Benchmarking LLMs for software development

From: aidotengineer

AI agents for software engineering have seen an explosion in popularity over the last year, leading to questions about their efficacy in finding and fixing bugs, and their reliability for software maintenance [00:00:00]. Bismouth, a company specializing in software agents, has been working for over a year to address these questions [00:12:00].

Limitations of Existing Benchmarks

While there are existing benchmarks for evaluating large language models (LLMs) in code writing, such as Human Evaluator’s polyglot benchmark and Live Codebench, these only cover a single part of the software development life cycle (SDLC) [01:23:00].

Significant portions of the SDLC remain unbenchmarked by existing work:

Initial Scoping and Planning Requires broad business context, knowledge of existing systems, and exploration of solutions, making it distinct from development [01:40:00].
Code Review Despite the rise of LLM-based tools in this space, code review is largely unbenchmarked [02:04:00].
Deployment A separate task involving configuration, monitoring setup, and integration with existing systems [02:17:00].
Software Maintenance Tasks Including bug fixes, dependency upgrades, and migrations [02:29:00]. This area, while still involving code writing, differs significantly from feature development [02:39:00].

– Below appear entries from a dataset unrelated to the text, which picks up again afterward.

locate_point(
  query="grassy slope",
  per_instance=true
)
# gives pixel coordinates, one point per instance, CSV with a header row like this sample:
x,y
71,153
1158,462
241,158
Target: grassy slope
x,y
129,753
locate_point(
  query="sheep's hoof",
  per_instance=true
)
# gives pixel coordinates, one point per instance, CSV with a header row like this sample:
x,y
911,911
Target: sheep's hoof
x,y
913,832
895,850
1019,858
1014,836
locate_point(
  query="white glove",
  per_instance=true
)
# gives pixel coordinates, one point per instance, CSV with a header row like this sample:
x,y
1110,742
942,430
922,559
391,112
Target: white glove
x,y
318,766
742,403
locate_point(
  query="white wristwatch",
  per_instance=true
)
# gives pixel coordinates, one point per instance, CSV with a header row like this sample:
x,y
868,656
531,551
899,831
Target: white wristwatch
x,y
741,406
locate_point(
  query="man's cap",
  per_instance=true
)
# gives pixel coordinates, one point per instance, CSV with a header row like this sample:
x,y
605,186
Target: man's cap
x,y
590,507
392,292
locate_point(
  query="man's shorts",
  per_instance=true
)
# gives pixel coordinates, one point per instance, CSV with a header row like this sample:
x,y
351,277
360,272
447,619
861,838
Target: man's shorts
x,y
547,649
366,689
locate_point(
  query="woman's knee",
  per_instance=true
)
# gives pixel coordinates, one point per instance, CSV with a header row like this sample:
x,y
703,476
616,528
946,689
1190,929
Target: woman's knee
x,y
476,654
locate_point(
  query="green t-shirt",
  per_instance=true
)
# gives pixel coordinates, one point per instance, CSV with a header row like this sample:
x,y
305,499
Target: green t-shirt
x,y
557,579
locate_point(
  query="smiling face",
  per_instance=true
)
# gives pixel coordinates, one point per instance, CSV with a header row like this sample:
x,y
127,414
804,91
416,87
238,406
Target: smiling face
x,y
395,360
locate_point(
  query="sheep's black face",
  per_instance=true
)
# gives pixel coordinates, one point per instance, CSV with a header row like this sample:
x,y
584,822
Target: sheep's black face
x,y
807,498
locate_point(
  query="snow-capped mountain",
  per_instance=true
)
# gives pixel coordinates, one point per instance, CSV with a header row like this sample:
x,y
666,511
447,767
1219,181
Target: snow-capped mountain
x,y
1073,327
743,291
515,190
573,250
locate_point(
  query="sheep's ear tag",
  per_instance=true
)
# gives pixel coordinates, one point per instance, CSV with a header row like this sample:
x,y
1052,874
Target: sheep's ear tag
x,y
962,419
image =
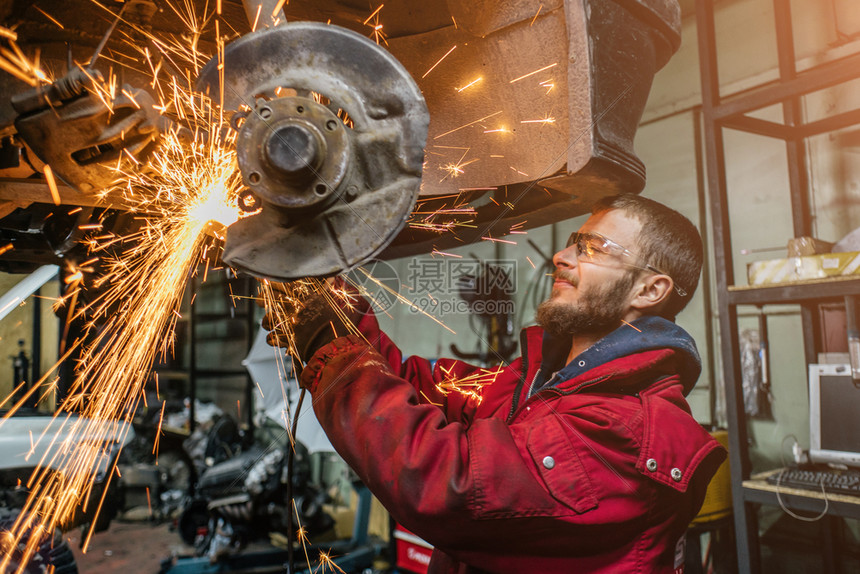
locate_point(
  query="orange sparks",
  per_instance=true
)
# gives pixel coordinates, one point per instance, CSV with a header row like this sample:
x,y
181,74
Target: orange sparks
x,y
548,84
439,61
499,240
536,15
49,17
470,84
374,13
52,184
467,125
471,386
278,7
543,121
535,72
77,276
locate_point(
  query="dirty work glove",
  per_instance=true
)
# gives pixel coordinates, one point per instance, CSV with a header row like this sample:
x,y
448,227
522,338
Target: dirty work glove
x,y
306,319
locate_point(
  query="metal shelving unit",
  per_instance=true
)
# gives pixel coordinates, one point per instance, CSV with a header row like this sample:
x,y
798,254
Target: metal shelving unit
x,y
731,112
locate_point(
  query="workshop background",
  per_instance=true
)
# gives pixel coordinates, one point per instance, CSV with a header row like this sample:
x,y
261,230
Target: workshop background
x,y
670,142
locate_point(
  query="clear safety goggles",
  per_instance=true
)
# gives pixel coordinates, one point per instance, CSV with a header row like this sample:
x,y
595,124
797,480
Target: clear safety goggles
x,y
595,248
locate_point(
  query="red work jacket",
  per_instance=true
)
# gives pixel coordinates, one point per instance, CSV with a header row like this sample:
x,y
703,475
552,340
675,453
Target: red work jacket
x,y
598,473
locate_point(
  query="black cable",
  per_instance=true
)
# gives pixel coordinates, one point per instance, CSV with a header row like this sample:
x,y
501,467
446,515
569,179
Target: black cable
x,y
291,452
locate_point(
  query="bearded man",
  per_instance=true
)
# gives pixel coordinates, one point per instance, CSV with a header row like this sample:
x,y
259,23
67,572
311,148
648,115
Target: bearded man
x,y
582,455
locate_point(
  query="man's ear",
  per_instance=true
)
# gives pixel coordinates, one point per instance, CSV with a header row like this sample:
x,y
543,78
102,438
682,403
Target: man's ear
x,y
651,292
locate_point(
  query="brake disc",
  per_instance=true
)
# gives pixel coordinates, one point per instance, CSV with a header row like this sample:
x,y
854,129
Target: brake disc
x,y
330,143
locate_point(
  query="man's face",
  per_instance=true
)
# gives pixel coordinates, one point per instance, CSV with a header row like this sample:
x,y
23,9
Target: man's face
x,y
591,297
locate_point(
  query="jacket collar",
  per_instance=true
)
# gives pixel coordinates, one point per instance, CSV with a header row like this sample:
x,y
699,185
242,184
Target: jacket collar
x,y
650,344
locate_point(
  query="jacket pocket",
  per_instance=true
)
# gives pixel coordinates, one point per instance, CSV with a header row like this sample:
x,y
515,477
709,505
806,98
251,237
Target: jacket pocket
x,y
674,445
559,467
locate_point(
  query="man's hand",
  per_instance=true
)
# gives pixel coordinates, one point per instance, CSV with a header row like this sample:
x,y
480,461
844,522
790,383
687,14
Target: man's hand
x,y
304,318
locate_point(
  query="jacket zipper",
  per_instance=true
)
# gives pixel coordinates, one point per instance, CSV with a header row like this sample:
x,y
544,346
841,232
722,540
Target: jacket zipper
x,y
554,391
518,391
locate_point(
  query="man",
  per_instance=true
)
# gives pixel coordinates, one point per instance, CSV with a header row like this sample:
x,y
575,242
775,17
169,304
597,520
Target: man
x,y
582,455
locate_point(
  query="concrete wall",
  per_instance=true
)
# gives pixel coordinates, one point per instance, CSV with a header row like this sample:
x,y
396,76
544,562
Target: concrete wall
x,y
757,176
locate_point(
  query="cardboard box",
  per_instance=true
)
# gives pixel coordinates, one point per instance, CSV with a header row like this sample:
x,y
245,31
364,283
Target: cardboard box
x,y
413,553
795,269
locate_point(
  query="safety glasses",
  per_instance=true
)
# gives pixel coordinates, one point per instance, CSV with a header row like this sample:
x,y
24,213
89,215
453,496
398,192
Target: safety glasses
x,y
595,248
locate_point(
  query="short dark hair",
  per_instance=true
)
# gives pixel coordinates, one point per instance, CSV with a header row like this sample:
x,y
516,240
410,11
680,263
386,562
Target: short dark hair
x,y
667,240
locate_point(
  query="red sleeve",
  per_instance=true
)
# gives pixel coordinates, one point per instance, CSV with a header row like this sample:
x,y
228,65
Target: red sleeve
x,y
427,378
458,486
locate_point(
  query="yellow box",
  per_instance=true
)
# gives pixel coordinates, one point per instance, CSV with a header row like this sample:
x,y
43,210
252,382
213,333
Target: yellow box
x,y
718,498
803,268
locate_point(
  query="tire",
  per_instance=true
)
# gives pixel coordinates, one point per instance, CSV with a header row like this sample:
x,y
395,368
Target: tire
x,y
53,551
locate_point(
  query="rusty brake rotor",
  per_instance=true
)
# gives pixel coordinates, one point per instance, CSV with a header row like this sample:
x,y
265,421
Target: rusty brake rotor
x,y
331,134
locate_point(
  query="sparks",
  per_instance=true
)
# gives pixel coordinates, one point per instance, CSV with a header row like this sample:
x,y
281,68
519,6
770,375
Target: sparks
x,y
439,61
533,73
467,125
470,84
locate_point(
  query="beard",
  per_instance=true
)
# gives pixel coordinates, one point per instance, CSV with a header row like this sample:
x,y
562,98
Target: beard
x,y
599,309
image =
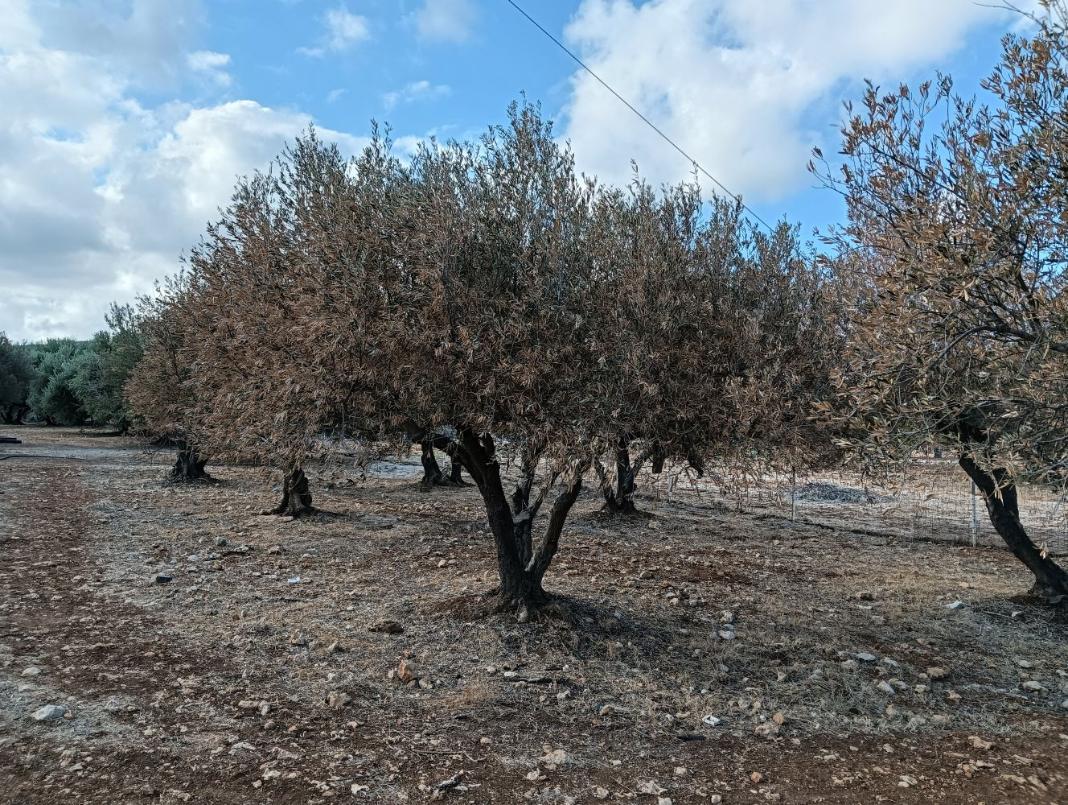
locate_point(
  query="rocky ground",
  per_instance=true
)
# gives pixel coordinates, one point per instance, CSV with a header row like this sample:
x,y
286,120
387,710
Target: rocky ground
x,y
171,644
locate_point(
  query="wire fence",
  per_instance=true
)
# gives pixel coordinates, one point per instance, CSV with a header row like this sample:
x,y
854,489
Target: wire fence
x,y
932,500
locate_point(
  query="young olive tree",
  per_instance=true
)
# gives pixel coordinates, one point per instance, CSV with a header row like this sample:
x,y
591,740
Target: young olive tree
x,y
158,391
957,241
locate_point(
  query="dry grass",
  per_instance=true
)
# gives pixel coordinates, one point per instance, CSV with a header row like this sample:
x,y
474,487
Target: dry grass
x,y
627,672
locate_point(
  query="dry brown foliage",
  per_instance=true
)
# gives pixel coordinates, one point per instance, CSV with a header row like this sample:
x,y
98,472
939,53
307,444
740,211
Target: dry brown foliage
x,y
488,288
956,241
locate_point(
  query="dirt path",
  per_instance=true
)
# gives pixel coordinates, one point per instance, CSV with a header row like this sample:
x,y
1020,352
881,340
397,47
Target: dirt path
x,y
251,676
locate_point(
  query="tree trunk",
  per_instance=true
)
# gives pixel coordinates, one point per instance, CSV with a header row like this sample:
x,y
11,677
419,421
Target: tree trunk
x,y
1000,495
296,495
520,567
189,467
432,472
621,500
455,472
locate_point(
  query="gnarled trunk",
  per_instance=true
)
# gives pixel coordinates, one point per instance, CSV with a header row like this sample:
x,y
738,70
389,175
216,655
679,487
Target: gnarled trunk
x,y
1000,495
296,495
521,565
621,499
433,476
189,467
432,471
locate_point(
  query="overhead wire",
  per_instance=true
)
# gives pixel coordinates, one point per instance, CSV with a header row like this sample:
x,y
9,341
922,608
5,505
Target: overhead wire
x,y
642,116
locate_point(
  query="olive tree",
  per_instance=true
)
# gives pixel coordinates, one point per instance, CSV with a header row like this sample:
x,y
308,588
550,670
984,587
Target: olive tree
x,y
957,241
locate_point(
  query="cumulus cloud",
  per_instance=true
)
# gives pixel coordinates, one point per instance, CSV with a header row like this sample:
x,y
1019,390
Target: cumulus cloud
x,y
99,194
343,30
745,88
211,65
413,92
445,20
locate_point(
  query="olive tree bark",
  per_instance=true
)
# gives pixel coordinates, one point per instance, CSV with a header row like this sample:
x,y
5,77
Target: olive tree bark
x,y
433,476
188,467
521,564
1000,495
296,495
432,472
619,499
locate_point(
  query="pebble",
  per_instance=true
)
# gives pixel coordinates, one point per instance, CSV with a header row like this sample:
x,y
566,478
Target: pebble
x,y
49,712
387,627
556,757
406,672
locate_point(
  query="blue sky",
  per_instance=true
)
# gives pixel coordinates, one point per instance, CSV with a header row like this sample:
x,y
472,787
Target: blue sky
x,y
126,121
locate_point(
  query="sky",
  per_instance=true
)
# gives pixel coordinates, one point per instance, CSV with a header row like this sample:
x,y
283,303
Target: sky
x,y
125,123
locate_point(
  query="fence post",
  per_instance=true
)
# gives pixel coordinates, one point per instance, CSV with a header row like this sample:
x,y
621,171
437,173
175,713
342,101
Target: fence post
x,y
794,494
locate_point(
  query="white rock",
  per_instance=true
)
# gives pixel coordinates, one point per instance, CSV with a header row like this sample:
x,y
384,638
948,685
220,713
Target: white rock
x,y
49,712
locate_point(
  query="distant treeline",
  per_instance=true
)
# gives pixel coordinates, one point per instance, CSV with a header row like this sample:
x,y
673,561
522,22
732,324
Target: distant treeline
x,y
63,381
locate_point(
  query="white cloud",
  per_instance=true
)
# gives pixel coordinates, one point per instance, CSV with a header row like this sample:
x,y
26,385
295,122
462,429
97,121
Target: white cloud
x,y
745,88
445,20
415,91
99,194
211,65
343,30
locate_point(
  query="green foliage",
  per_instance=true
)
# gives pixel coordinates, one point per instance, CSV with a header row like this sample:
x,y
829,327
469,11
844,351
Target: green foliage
x,y
16,373
52,398
74,382
100,372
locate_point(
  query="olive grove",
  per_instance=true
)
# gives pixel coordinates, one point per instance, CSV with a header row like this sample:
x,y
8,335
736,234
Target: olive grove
x,y
956,252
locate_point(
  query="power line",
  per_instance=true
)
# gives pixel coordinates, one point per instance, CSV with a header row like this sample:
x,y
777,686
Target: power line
x,y
645,120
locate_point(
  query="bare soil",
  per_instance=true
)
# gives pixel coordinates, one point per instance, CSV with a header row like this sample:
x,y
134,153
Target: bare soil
x,y
694,654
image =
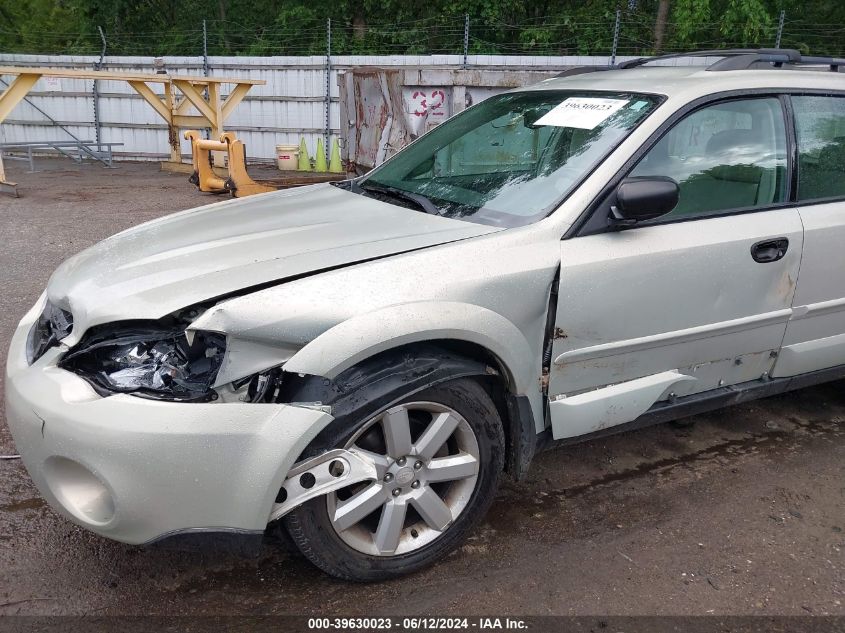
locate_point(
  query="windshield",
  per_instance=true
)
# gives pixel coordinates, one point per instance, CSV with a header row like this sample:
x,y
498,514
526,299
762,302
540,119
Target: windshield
x,y
509,160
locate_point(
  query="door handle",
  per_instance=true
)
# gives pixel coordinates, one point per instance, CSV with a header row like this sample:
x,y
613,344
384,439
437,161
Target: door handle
x,y
769,250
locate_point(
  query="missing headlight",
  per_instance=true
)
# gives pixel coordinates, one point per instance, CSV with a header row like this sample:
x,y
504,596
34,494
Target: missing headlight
x,y
261,387
52,326
150,361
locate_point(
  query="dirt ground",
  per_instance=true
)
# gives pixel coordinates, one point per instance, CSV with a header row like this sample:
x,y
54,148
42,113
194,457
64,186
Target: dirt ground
x,y
741,513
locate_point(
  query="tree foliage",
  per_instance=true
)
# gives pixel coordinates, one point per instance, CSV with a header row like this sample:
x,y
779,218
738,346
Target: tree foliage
x,y
298,27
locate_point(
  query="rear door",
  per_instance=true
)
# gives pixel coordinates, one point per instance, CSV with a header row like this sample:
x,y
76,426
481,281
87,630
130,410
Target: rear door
x,y
696,300
815,337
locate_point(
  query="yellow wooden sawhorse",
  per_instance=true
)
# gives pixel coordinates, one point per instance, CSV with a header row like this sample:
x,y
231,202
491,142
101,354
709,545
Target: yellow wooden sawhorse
x,y
181,97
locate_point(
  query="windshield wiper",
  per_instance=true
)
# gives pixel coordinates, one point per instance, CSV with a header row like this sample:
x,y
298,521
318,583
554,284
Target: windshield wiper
x,y
416,198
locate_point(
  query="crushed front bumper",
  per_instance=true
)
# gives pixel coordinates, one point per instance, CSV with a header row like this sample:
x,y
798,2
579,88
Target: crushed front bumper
x,y
137,470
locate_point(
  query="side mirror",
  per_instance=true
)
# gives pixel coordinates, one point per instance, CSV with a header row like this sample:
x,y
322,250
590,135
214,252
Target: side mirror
x,y
642,198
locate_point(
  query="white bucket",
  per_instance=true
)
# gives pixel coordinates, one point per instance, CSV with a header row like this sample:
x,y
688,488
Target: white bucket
x,y
287,157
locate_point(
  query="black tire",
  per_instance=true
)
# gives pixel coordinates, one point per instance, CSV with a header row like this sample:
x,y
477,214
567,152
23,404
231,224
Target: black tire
x,y
310,526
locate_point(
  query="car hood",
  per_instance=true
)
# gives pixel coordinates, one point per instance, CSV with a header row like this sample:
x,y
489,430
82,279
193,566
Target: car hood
x,y
156,268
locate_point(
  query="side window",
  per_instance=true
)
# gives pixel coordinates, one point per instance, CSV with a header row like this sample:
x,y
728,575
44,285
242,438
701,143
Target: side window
x,y
731,155
820,131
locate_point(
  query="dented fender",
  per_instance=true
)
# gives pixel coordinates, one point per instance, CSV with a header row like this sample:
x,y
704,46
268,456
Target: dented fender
x,y
365,335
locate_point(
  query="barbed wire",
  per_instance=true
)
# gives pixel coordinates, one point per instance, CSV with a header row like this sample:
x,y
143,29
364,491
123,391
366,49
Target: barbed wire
x,y
542,35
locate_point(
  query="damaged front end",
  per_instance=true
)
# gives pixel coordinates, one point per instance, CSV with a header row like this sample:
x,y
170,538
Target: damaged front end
x,y
150,359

Software maintenance demands the ability to deeply reason through a codebase to identify bugs [02:49:00]. This requires understanding system architecture and its connectedness, often more deeply than when the feature was originally written [03:04:00]. LLM agents often struggle with holistic evaluation, finding only subsets of bugs per run [03:21:00]. Their reasoning can be narrow, exploring a limited number of avenues at a time, leading to missed bugs that humans would immediately detect and confirming bugs that humans would discard [03:27:00]. While patching simple bugs is relatively easy for agents, the overall capability is still in its infancy [03:47:00].

Existing bug detection benchmarks, often from the software security space, have major limitations for evaluating modern agentic AI systems:

Simplistic Bugs They focus on common, statically detectable patterns like null pointer dereferences or buffer overflows [04:16:00].
Limited Languages Many are Java-only, reflecting historical enterprise software trends [04:29:00].
Security Bias They are biased towards security issues, overlooking other common bug types like copy-paste errors that break software for users [04:46:00].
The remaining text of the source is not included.